Warum die malerische Karibik-Insel vor der amerikanischen Küste doch kein Ferienparadies für die Mittelschicht der Vereinigten Staaten wurde.

1972: Ein Abend im Hilton Havanna. Männer und Frauen in Abendgarderobe sitzen an den im Saal verteilten Rundtischen; an der Bar werden in unglaublicher Geschwindigkeit Cocktails gemixt. Die Industrie-Funktionäre, die gerade eine Konferenz auf Kuba abhalten, treffen ein. Ein kleiner Kubaner im Smoking erklimmt die Bühne, greift nach dem Mikro und verkündet enthusiastisch: „Ladies and Gentlemen, wie jeden Abend ist es soweit … The King of Rock ’n‘ Roll, Elvis Presley, exklusiv für unsere Gäste !“ Und da ist er, schon mehr eine Parodie seiner selbst im glitzernden Anzug, die Haare fettglänzend, ein übergewichtiger, zitternder Mann, „The King“, die Touristen halten es kaum auf den Stühlen aus, ihre Hüften zucken … Elvis, derselbe Elvis wie in ihrer Jugend … und sie bestellen noch einen Daiquiri…

Nicht, dass dergleichen Gedankenspiele besonders ergiebig wären, Elvis Presley hat seinen Vorruhestand ja bekanntlich in Las Vegas genossen.

Ein Blick auf die Geschichte der karibischen Insel, und besonders auf die Entwicklung des Tourismus auf Kuba, lohnt dennoch – um ein Haar hätte die Insel nämlich Las Vegas ersetzt.

Ehe die Gebrüder Castro mit ihren Mitstreitern 1959 die Revolution über das karibische Inselreich brachten, war Kuba ironischerweise eines der Lieblingsziele amerikanischer Urlauber.

Der Kuba-Tourismus war während der Prohibtion in Amerika (1919-32) regelrecht explodiert – Alkoholverbote, Einschränkungen bei Glücksspielen und Prostitution gab es auf der Insel nicht. Die Steuern waren niedrig, die Löhne auch; viele amerikanische Geschäftsleute investierten in Kuba, wollten es regelrecht ausbauen zur Ferieninsel, zum Vergnügungs- und Urlaubsparadies.

Das daraus nichts wurde, liegt an der Revolution und dem umgehenden amerikanischen Embargo.
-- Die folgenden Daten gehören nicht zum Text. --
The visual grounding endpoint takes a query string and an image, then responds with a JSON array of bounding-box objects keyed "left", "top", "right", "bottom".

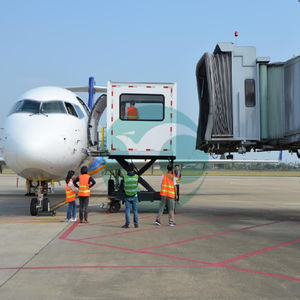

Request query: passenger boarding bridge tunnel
[{"left": 196, "top": 43, "right": 300, "bottom": 157}]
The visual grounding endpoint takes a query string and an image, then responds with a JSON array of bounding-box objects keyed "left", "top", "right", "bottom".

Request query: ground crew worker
[
  {"left": 122, "top": 164, "right": 139, "bottom": 228},
  {"left": 173, "top": 164, "right": 181, "bottom": 202},
  {"left": 127, "top": 100, "right": 138, "bottom": 120},
  {"left": 65, "top": 170, "right": 78, "bottom": 222},
  {"left": 155, "top": 164, "right": 177, "bottom": 226},
  {"left": 73, "top": 166, "right": 96, "bottom": 223}
]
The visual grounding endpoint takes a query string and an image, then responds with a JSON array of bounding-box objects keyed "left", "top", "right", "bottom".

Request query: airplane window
[
  {"left": 65, "top": 102, "right": 78, "bottom": 117},
  {"left": 41, "top": 101, "right": 67, "bottom": 114},
  {"left": 120, "top": 94, "right": 164, "bottom": 121},
  {"left": 73, "top": 104, "right": 84, "bottom": 119},
  {"left": 9, "top": 99, "right": 41, "bottom": 115}
]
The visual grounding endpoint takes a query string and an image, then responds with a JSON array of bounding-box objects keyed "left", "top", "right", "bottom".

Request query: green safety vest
[{"left": 123, "top": 173, "right": 139, "bottom": 196}]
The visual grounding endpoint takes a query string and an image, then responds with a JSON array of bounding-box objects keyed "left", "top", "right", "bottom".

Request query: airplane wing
[{"left": 66, "top": 86, "right": 107, "bottom": 93}]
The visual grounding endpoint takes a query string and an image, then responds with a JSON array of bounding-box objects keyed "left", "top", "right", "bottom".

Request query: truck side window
[
  {"left": 120, "top": 94, "right": 164, "bottom": 121},
  {"left": 245, "top": 79, "right": 256, "bottom": 107}
]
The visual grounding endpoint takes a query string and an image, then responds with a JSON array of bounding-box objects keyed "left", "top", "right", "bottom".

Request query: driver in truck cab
[{"left": 127, "top": 100, "right": 138, "bottom": 120}]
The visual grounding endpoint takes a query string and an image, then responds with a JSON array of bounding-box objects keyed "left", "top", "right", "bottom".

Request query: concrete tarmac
[{"left": 1, "top": 174, "right": 300, "bottom": 299}]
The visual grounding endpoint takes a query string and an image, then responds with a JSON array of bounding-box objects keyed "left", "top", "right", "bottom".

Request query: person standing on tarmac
[
  {"left": 173, "top": 164, "right": 181, "bottom": 202},
  {"left": 65, "top": 170, "right": 78, "bottom": 222},
  {"left": 122, "top": 164, "right": 139, "bottom": 228},
  {"left": 155, "top": 165, "right": 177, "bottom": 227},
  {"left": 73, "top": 166, "right": 96, "bottom": 223}
]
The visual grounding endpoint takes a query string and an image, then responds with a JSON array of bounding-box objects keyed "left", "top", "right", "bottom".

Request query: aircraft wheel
[
  {"left": 108, "top": 179, "right": 115, "bottom": 196},
  {"left": 109, "top": 201, "right": 121, "bottom": 213},
  {"left": 43, "top": 198, "right": 50, "bottom": 211},
  {"left": 30, "top": 198, "right": 38, "bottom": 216}
]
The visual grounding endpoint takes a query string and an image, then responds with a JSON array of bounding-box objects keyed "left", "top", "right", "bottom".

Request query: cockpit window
[
  {"left": 9, "top": 99, "right": 41, "bottom": 115},
  {"left": 65, "top": 102, "right": 78, "bottom": 117},
  {"left": 73, "top": 104, "right": 84, "bottom": 119},
  {"left": 41, "top": 101, "right": 66, "bottom": 114}
]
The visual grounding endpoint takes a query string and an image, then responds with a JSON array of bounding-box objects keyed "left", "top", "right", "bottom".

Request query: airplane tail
[{"left": 87, "top": 157, "right": 106, "bottom": 176}]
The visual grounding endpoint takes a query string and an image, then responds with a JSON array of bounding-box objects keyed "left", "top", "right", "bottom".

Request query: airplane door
[{"left": 88, "top": 94, "right": 107, "bottom": 147}]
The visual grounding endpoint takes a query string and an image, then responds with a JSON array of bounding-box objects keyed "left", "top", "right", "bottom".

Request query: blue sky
[{"left": 0, "top": 0, "right": 299, "bottom": 162}]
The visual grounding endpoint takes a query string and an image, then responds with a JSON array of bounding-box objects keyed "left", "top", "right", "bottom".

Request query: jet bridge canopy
[{"left": 196, "top": 43, "right": 300, "bottom": 156}]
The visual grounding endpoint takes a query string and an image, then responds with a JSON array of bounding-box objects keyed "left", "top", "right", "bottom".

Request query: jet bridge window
[
  {"left": 120, "top": 94, "right": 164, "bottom": 121},
  {"left": 41, "top": 101, "right": 67, "bottom": 114},
  {"left": 9, "top": 99, "right": 41, "bottom": 115},
  {"left": 245, "top": 79, "right": 256, "bottom": 107}
]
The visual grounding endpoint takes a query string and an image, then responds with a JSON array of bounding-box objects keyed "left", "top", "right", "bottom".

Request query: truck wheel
[
  {"left": 108, "top": 179, "right": 115, "bottom": 196},
  {"left": 109, "top": 201, "right": 121, "bottom": 213}
]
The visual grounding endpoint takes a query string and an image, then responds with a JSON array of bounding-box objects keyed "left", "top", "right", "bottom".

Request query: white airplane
[{"left": 0, "top": 84, "right": 279, "bottom": 215}]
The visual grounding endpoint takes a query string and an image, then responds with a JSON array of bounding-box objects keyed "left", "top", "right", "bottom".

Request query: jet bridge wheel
[
  {"left": 30, "top": 198, "right": 38, "bottom": 216},
  {"left": 109, "top": 201, "right": 121, "bottom": 213}
]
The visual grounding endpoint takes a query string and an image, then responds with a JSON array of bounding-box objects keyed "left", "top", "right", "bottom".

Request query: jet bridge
[
  {"left": 196, "top": 43, "right": 300, "bottom": 156},
  {"left": 88, "top": 81, "right": 177, "bottom": 211}
]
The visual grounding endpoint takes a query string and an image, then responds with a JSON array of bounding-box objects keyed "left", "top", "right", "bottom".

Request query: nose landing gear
[{"left": 29, "top": 181, "right": 54, "bottom": 216}]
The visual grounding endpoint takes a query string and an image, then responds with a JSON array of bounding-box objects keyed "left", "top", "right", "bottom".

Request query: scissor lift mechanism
[{"left": 107, "top": 156, "right": 175, "bottom": 213}]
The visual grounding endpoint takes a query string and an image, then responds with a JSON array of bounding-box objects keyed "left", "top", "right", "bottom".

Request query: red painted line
[
  {"left": 68, "top": 238, "right": 141, "bottom": 252},
  {"left": 218, "top": 235, "right": 300, "bottom": 266},
  {"left": 78, "top": 224, "right": 173, "bottom": 241},
  {"left": 66, "top": 238, "right": 212, "bottom": 265},
  {"left": 0, "top": 264, "right": 212, "bottom": 271},
  {"left": 59, "top": 221, "right": 79, "bottom": 240},
  {"left": 222, "top": 265, "right": 300, "bottom": 282},
  {"left": 78, "top": 216, "right": 229, "bottom": 242},
  {"left": 139, "top": 221, "right": 279, "bottom": 251},
  {"left": 139, "top": 249, "right": 212, "bottom": 265},
  {"left": 76, "top": 214, "right": 154, "bottom": 227}
]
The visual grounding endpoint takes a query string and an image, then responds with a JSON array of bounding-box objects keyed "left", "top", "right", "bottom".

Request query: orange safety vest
[
  {"left": 173, "top": 170, "right": 181, "bottom": 185},
  {"left": 78, "top": 174, "right": 91, "bottom": 197},
  {"left": 127, "top": 106, "right": 138, "bottom": 120},
  {"left": 66, "top": 180, "right": 76, "bottom": 202},
  {"left": 160, "top": 173, "right": 176, "bottom": 199}
]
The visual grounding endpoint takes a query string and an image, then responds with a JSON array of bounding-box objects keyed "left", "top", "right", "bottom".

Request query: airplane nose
[{"left": 3, "top": 115, "right": 70, "bottom": 178}]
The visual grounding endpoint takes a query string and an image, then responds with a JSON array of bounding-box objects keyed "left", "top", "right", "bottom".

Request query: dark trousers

Wer als Amerikaner in den Tourismus investieren wollte, richtete sein Interesse fortan lieber auf Las Vegas.

Im Nachhinein betrachtet, scheinen die Kubaner gerade nochmal Glück gehabt zu haben – ehe die ausländischen Investitionen weit genug gediehen waren, um den morbiden Charme der Altstadt Havannas durch glitzernde Hotelfassaden zu ersetzen, wie es beispielsweise in Rio de Janeiro teilweise der Fall war, kam der Sozialismus, und von da an war für solche Phantasien einfach kein Geld mehr da; wie überhaupt für ziemlich Vieles.